‘I hear you know about stocks?’: UK-based Robin Hood Society gains 33,000 Twitter followers after users confuse it with US trading app used by armchair investors behind Wall Street chaos
- UK’s World Wide Robin Hood Society promotes the legendary heroic outlaw
- It now has 37,000 Twitter followers after starting yesterday with less than 400
- Traders have been using Robinhood app in US amid the Reddit stocks frenzy
A British society promoting Robin Hood has gained more than 33,000 Twitter followers in a day after people confused it with US stock trading app Robinhood.
The World Wide Robin Hood Society is an online-based group that promotes the legendary heroic outlaw and his connections with Nottingham and Sherwood Forest.
The organisation which uses the handle @RobinHood started yesterday with less than 400 followers but gained 33,000 in 24 hours and now has more than 37,000.
It comes after traders using the Robinhood app faced with restrictions when trying to buy stocks as brokers began to curb trading of shares linked to the Reddit frenzy.
Two women stand next to a bronze Robin Hood statue in Nottingham on October 9 last year
Online trading platform Robinhood has restricted trading in stocks that have soared recently
The Robin Hood Society tried to clear up the confusion among its new followers with a tweet yesterday which said: ‘Lovely to have all these new followers.
‘Can we just check that you know that you’re following The World Wide Robin Hood Society in Nottingham and not the Robinhood app? If so, a big welcome from Sherwood.’
What is the Reddit shares trading frenzy?
GameStop is one of the most heavily shorted stocks on the market, with more contracts to sell the stock short than there are shares available.
‘Short selling’ allows an investor to profit when the price of a share drops. Short sellers borrow a stock, sell the stock, and then buy the stock back to return it to the lender.
Reddit users saw an opportunity for what is known as a ‘short squeeze’, in which rising share prices force short sellers to buy more of the stock to cover their losses.
Users of the Reddit group WallStreetBets were urging members to buy and hold GameStop stock, locking up the supply of shares and forcing desperate hedge funds to bid higher and higher to cover their shorts.
It is a bubble that could burst at any time, if investors decide to cash out and a selling spree ensues. Most professional investors agree that GameStop’s earning potential does not justify the current share price.
This prompted much amusement among its followers, with one saying: ‘The unintentional comedy of billionaires whining about income equality leading to thousands of new followers for the Robin Hood Society is somehow perfect.
‘Bringing stories of stealing from the rich to give to the poor across centuries is fantastic.’
Another added: ‘Great, can we get your assistance in tying the other Robinhood to a wooden stake to throw rotten fruit at?’
And a third tweeted a picture of a medieval stocks device, joking: ‘I hear you know about stocks?’
Despite being pleased with the wider publicity, the society did encourage those with ‘grievances’ to contact the Robinhood app directly.

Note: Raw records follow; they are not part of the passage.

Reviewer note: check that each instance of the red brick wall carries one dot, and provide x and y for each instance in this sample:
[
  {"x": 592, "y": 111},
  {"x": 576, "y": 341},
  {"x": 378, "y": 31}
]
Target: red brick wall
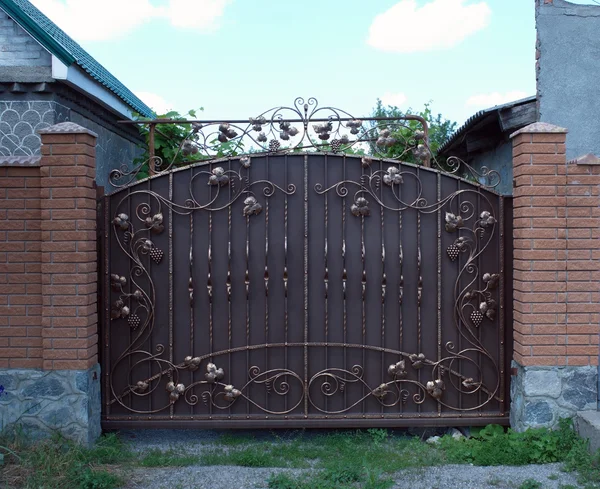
[
  {"x": 556, "y": 230},
  {"x": 48, "y": 258},
  {"x": 20, "y": 266}
]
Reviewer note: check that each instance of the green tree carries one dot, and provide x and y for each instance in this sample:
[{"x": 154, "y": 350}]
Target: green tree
[{"x": 440, "y": 129}]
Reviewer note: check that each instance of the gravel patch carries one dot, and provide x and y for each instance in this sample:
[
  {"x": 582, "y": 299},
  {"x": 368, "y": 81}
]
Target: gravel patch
[
  {"x": 213, "y": 477},
  {"x": 442, "y": 477},
  {"x": 471, "y": 477},
  {"x": 195, "y": 442}
]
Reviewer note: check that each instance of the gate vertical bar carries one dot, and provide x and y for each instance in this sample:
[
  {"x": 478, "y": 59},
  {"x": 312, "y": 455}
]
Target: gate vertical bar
[
  {"x": 344, "y": 273},
  {"x": 247, "y": 283},
  {"x": 383, "y": 282},
  {"x": 419, "y": 285},
  {"x": 306, "y": 285},
  {"x": 266, "y": 279},
  {"x": 439, "y": 263},
  {"x": 285, "y": 271},
  {"x": 191, "y": 293},
  {"x": 172, "y": 408},
  {"x": 105, "y": 253},
  {"x": 326, "y": 282}
]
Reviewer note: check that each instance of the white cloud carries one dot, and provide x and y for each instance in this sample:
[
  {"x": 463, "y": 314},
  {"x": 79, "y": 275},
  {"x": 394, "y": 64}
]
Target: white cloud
[
  {"x": 155, "y": 102},
  {"x": 394, "y": 99},
  {"x": 93, "y": 20},
  {"x": 486, "y": 100},
  {"x": 196, "y": 14},
  {"x": 87, "y": 20},
  {"x": 439, "y": 24}
]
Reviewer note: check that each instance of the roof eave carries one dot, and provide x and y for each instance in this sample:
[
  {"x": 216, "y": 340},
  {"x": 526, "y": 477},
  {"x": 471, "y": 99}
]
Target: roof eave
[{"x": 26, "y": 23}]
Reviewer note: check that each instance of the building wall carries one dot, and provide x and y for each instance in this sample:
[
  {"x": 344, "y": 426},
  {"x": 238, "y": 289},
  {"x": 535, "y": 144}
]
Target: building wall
[
  {"x": 22, "y": 119},
  {"x": 25, "y": 112},
  {"x": 112, "y": 151},
  {"x": 568, "y": 67},
  {"x": 21, "y": 57},
  {"x": 498, "y": 159}
]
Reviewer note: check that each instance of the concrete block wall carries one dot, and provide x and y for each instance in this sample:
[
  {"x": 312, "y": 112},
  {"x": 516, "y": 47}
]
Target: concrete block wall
[{"x": 17, "y": 48}]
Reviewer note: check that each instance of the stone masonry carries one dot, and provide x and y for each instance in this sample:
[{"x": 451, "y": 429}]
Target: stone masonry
[
  {"x": 556, "y": 280},
  {"x": 49, "y": 372}
]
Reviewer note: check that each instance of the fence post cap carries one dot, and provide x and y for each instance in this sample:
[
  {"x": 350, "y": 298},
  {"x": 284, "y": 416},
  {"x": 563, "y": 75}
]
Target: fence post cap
[
  {"x": 588, "y": 159},
  {"x": 540, "y": 128},
  {"x": 67, "y": 128}
]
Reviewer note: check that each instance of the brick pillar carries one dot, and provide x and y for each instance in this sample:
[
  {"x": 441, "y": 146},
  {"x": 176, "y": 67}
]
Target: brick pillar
[
  {"x": 49, "y": 373},
  {"x": 556, "y": 299},
  {"x": 69, "y": 257}
]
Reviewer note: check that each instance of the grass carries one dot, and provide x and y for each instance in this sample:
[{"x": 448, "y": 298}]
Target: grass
[
  {"x": 340, "y": 459},
  {"x": 61, "y": 464}
]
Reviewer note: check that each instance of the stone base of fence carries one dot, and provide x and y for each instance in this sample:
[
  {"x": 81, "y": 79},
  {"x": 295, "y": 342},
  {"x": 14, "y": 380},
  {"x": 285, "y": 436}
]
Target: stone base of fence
[
  {"x": 38, "y": 403},
  {"x": 49, "y": 371},
  {"x": 556, "y": 280}
]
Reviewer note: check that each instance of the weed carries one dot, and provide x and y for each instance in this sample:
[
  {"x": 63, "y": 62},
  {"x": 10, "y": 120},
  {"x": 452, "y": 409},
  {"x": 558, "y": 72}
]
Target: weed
[
  {"x": 377, "y": 435},
  {"x": 530, "y": 484},
  {"x": 61, "y": 464},
  {"x": 494, "y": 481},
  {"x": 493, "y": 446}
]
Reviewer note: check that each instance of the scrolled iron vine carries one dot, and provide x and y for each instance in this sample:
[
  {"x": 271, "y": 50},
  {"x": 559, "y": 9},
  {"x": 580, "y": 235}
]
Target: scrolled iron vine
[
  {"x": 304, "y": 125},
  {"x": 396, "y": 389},
  {"x": 136, "y": 294},
  {"x": 472, "y": 305}
]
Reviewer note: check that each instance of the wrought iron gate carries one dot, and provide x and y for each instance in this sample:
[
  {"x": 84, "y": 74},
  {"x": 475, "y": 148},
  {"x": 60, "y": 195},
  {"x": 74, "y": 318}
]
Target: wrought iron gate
[{"x": 313, "y": 289}]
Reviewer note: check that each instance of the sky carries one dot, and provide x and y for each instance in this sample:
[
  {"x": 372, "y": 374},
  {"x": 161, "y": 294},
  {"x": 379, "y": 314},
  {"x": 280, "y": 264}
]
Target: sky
[{"x": 238, "y": 58}]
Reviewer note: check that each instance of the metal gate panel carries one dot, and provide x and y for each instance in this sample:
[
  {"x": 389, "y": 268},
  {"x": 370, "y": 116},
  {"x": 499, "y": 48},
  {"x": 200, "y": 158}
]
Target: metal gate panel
[{"x": 303, "y": 290}]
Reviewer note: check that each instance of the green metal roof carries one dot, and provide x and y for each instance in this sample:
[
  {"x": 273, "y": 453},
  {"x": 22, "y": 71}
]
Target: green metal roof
[{"x": 55, "y": 40}]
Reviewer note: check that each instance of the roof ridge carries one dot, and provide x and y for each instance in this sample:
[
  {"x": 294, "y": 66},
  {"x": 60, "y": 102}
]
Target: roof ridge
[{"x": 64, "y": 47}]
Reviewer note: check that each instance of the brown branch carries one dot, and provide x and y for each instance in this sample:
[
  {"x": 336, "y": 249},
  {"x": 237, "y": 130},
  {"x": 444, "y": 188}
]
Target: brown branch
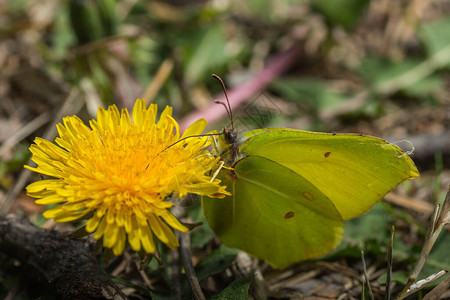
[
  {"x": 185, "y": 248},
  {"x": 67, "y": 267}
]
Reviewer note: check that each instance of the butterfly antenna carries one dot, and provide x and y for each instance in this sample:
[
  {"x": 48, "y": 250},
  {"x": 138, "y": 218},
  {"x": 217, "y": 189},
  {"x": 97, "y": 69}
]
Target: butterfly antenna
[{"x": 227, "y": 108}]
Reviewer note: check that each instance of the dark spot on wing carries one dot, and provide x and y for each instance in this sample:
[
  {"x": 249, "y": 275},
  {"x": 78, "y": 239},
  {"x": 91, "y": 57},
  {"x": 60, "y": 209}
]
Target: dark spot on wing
[
  {"x": 308, "y": 196},
  {"x": 289, "y": 214}
]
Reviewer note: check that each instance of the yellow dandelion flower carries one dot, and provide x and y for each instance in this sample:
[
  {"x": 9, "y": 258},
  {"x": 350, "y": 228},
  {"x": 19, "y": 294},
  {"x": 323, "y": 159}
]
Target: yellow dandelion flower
[{"x": 122, "y": 172}]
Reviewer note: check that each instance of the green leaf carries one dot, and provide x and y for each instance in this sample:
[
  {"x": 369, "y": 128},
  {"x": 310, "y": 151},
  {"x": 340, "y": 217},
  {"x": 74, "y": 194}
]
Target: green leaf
[
  {"x": 208, "y": 53},
  {"x": 435, "y": 35},
  {"x": 307, "y": 91},
  {"x": 341, "y": 12},
  {"x": 237, "y": 290}
]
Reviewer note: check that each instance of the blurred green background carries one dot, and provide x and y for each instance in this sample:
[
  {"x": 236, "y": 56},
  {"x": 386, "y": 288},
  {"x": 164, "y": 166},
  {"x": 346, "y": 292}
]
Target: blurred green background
[{"x": 378, "y": 67}]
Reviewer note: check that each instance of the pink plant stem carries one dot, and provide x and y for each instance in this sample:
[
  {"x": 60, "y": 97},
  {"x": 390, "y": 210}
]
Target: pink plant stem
[{"x": 239, "y": 95}]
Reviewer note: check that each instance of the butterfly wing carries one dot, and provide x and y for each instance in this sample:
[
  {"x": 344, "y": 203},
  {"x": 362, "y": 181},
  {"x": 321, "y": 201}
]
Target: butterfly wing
[
  {"x": 274, "y": 214},
  {"x": 353, "y": 171}
]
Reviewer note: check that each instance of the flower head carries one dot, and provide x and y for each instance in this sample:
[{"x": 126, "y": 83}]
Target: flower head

It later tweeted: ‘Here at the World Wide Robin Hood Society, we rob the rich to give to the poor.
‘Much as we’d like to help with your grievances, @robinhoodapp doesn’t reply to us either, so please can you message them directly! Thank you.’
Lisa Douglas, who runs the social media for World Wide Robin Hood Society, told BBC News: ‘What we’re going to do now is really build on the website and build of the Twitter side of it, because if you’ve got this many followers you’ve got a responsibility to keep them entertained and informed.
‘We’re going to be busy I think over the next few months.’
It comes after investors using sites and apps such as Robinhood and Trading212 reacted angrily after finding they could not buy stocks, including Gamestop and AMC Entertainment.
Both stocks have rocketed in value over recent days as traders using social media platform Reddit have banded together to squeeze out short-selling hedge funds.
But amid concerns that some investors could be unwittingly letting themselves in for huge losses, some platforms have clamped down, sending stocks tumbling.
Several lawsuits have been filed against Robinhood in the US. In one in New York, a user said the company removed Gamestop during an ‘unprecedented stock rise’.
In Chicago, one user said the halt of trading in Blackberry, Nokia and AMC ‘was to protect institutional investment at the detriment of retail customers’.